Nelle curve, al posto degli striscioni colmi di odio e veleni, ecco apparire: “Welcome Refugees“. Dalla Germania alla Spagna per arrivare all’Italia: non più parole o silenzi, ma fatti. La Roma con il progetto Football Cares, la Fiorentina, la Lega di Serie B, Antonio Conte e la nazionale, la Juventus, che non perde occasione per organizzare partite a favore dei più deboli, dei bambini poveri o malati, il Torino con le iniziative del compianto don Aldo Rabbino.

In questi giorni ho capito che nessuna speranza è persa. Con la Germania e l’Austria che hanno aperto le frontiere, permettendo a molta, moltissima gente di trovare, dopo tanta disperazione e tanta sofferenza, braccia aperte, visi sorridenti, conforto. Ecco i bimbi giocare, ecco le madri serene, ecco i padri non più costretti a subire umiliazioni, offese. Un muro ideale è crollato: l’Europa sta ritrovando i suoi ideali, lo scopo stesso del suo esistere e del suo divenire. Non sono nemici coloro che fuggono dalle guerre, dalla case ridotte in macerie, dalla fame, dal terrore. Il mare Mediterraneo, il nostro mare, è diventato un cimitero infinito. Ma qualcosa sta cambiando. Basta con le paure e i pregiudizi, basta con il vedere nell’altro un nemico. Tedeschi e austriaci ci stanno dicendo: una partita che sembrava impossibile possiamo, tutti insieme, vincerla. L’egoismo ha lasciato posto all’accoglienza. Per me, figlio nipote e pronipote di migranti, tutto questo mi riempie di gioia.
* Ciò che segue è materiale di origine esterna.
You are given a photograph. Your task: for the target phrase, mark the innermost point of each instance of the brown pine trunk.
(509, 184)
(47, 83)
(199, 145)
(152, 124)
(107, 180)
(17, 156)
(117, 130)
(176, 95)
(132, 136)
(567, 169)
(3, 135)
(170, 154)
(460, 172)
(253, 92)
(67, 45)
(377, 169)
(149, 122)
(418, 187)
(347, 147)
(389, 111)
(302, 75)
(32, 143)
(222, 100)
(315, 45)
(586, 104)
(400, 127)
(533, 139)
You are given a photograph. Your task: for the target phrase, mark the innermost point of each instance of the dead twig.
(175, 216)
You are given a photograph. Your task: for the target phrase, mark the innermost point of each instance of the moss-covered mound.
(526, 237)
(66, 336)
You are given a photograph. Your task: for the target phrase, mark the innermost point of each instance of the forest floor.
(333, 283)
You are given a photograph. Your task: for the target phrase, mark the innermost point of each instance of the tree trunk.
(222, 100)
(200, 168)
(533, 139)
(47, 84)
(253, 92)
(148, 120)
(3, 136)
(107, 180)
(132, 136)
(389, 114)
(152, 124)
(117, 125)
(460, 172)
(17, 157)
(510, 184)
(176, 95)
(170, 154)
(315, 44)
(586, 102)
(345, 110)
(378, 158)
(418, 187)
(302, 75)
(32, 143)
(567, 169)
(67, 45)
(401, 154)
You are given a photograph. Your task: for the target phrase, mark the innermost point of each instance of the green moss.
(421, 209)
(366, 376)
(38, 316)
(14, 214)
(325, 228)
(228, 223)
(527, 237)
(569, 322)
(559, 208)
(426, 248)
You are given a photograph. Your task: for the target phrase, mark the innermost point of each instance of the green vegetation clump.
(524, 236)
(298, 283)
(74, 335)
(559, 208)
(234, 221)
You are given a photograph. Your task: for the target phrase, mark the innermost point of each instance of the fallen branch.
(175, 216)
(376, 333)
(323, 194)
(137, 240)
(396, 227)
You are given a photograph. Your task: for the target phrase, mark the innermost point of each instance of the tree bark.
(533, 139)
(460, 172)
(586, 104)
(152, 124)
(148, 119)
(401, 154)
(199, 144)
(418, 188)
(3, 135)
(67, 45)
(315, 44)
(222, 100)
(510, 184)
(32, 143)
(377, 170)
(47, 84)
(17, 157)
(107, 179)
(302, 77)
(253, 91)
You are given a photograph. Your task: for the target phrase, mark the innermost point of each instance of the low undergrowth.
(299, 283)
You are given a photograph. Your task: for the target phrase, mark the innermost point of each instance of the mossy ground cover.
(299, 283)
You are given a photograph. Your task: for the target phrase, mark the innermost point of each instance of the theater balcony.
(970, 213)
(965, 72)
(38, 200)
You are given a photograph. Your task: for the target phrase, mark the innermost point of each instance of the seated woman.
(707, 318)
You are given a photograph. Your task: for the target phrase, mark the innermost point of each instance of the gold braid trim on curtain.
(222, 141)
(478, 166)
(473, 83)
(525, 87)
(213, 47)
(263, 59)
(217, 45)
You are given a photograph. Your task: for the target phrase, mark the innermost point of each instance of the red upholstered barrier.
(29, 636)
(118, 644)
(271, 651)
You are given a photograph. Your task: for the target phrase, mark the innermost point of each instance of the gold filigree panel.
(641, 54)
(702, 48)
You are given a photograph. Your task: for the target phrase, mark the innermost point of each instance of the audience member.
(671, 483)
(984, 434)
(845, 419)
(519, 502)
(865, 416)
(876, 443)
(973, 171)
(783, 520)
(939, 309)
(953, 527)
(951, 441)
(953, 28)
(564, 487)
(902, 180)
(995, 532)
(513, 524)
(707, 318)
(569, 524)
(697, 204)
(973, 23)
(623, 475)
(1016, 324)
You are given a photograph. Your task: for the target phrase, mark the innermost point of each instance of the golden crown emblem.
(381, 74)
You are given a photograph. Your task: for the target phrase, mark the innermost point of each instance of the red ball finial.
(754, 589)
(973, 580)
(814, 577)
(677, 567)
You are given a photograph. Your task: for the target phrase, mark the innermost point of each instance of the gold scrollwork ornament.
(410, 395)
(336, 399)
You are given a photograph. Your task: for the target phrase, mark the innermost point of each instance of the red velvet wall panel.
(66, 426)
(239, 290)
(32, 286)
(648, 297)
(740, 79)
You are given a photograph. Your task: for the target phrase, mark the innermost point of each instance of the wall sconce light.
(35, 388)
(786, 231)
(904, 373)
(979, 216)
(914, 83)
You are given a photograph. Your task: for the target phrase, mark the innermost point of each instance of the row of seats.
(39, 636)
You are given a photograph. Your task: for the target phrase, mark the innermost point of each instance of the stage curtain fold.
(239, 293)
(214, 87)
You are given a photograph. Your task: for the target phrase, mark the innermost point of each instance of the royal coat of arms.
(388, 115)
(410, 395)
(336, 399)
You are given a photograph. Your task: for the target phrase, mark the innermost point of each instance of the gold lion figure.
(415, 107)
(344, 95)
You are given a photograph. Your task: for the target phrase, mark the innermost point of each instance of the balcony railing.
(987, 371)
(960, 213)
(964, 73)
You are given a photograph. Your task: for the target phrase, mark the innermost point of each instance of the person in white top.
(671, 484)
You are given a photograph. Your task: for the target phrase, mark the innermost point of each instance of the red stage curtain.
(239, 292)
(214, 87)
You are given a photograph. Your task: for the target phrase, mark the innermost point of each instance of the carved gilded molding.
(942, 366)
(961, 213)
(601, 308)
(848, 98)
E proprio noi italiani non possiamo perdere memoria e storia, non ricordare le fatiche dei nostri padri e dei nostri nonni e dei nostri bisnonni: quando partivano, schiacciati in terza classe, su quelle navi che andavano verso altri orizzonti, così misteriosi, carichi di angoscia, ma anche di un futuro possibile, di un azzurro che poteva trasformarsi in un color di vicinanza e non di lontananza. Lasciavano la terra dura, la guerra, il dolore, salutavano mamme in lacrime nei porti. Eppure bisognava andare, imparare lingue diversi, usi, abitudini. Bisognava guardare al domani, racchiudendo nel cuore la nostalgia e il rimpianto. Giovanni Arpino disse: “Sottoterra si parla italiano”. No, non vogliamo più vedere bambini morti sulla sabbia, in riva al mare. E anche il calcio, alzando orgogliosamente la testa, sta dando un esempio bellissimo. Portiamo questi colori, questa bellezza in ogni stadio. Dobbiamo stravincere.